11年くらい前、親父が病気で倒れた時、初めて「自分の親も死んじゃうんだ」って思いました。それまでは全くそんなこと考えたことなかったですけどね。親父は普通のサラリーマンで機械系の仕事をしていました。同じ会社で25年勤め上げて、あともうちょっとというところで死にました。逆に言うと現役でなくなった。本社でバリバリ勤めていたけれど、病気をして倒れ、子会社に異動してからは、ゆっくり働くようになりました。
それから10年経って、ちょうど1年くらい前になるんですけれど、父親が死んだ時に「当たり前に明日はくるとは限らない」っていうのを意識しましたね。
「死」っていうものは、誰にも教えてもらえない、運命のようなものなんだと思います。大きな運命の波みたいなものがあって、それに飲まれたら死んじゃうだと思います。自然の力だから逆らえない。
逆に生まれるのもすごい確率じゃないですか。子どもが欲しいけど、できない人もいる。それも運命かなと。
誰にも迷惑がかからない状態まで回復できるっていう約束があるならば、延命みたいなこともありかな、と思いますけど、己の力で好きなものを食べられない、好きなところに行けないくらいだったら、僕は運命に任せたいかなと思います。
本来はガンになったらみんな死んじゃうはずじゃないですか、早期発見で早く見つけられて今健康ですっていうのだったらいいんですけど。人に迷惑かけるくらいだったら僕は死んじゃいたい。

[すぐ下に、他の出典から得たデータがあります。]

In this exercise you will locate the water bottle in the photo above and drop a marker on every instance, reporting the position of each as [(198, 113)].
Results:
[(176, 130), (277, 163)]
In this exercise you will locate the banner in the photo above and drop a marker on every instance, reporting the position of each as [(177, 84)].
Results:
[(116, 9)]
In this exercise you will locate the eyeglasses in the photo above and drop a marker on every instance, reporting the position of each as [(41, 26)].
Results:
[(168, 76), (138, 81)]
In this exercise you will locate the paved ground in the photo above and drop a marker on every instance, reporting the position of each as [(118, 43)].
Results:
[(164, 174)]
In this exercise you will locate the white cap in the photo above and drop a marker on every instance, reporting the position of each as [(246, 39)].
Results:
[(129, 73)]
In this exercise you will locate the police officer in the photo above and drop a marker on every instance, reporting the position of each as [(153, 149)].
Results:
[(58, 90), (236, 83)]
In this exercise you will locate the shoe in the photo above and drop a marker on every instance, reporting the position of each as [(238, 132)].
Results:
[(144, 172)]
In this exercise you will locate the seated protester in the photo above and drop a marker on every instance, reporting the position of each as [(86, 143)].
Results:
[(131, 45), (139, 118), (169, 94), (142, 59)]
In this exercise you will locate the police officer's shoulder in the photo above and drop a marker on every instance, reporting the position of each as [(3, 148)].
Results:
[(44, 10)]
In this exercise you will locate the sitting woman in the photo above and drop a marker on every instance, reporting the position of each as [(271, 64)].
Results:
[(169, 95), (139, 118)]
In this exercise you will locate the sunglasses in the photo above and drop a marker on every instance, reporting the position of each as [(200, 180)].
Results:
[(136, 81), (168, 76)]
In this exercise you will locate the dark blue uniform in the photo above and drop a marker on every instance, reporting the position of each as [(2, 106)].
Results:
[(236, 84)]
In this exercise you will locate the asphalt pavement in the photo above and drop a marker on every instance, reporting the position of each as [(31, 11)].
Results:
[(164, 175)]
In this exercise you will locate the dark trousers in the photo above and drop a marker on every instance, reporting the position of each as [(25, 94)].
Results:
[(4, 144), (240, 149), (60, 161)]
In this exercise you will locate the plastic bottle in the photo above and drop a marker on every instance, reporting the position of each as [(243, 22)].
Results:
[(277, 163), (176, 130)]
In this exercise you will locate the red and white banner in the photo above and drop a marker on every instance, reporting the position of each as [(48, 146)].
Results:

例えば奥さんがそういう状態だったらすごく考えちゃうな。極論で言うと、「植物状態で意識が戻るかわかりません」って言われたら一年くらいは様子を見て、奇跡を信じようと思うかもしれません。春夏秋冬、四季を感じてもらって、それでもダメだったらやめちゃうかもしれない。本人は喋れないから、自分で意思を確認できないし、逆にかわいそうかなっていう気がしちゃうから。親父も実際、「人工呼吸器を外さなければ生命維持はできます、そのスイッチを切った瞬間に自力では生きられない状態です」って言われて「考えておいてください」って言われたんです。物理的には人工呼吸器で呼吸をさせていたら生きていられるけれど「もう自然にしてください」って言いました。人工呼吸器をつけているのも大変で、楽じゃないみたいだったので、かわいそうだなって思って。それで亡くなっていきましたから。
やっぱり大きな波があって、流れがあって人って生きていると思うんです。だから、何があるか分からないけど、逆らえないと思います。「死に方」よりも「何年生きられるのか」を意識して生きるのがいいなと思いました。「新しい赤ちゃんとの限りある時間、いつまで一緒に過ごせるかな」って思って。じゃあ25年、どう生きるかって考えるとやっぱり好きなことがしたい。死んじゃう時に「大体のことやり尽くしたな、じゃあ、さよなら」という風に死んじゃいたい。時間を無駄にしないように。
あとは子どもが将来どうなるかを見てみたい、どんな奥さん連れてくるんだろうとか、どんなことに興味を持つんだろうとか。現実問題、お風呂入れて、ご飯作ってっていうことに手一杯ですけど。子どもたちが出て行ったら、最初の頃みたいに奥さんと2人になるので、どう過ごそうか。具体的に考えているわけじゃないですけど、ぼやーっと頭の片隅でこういう意識があります。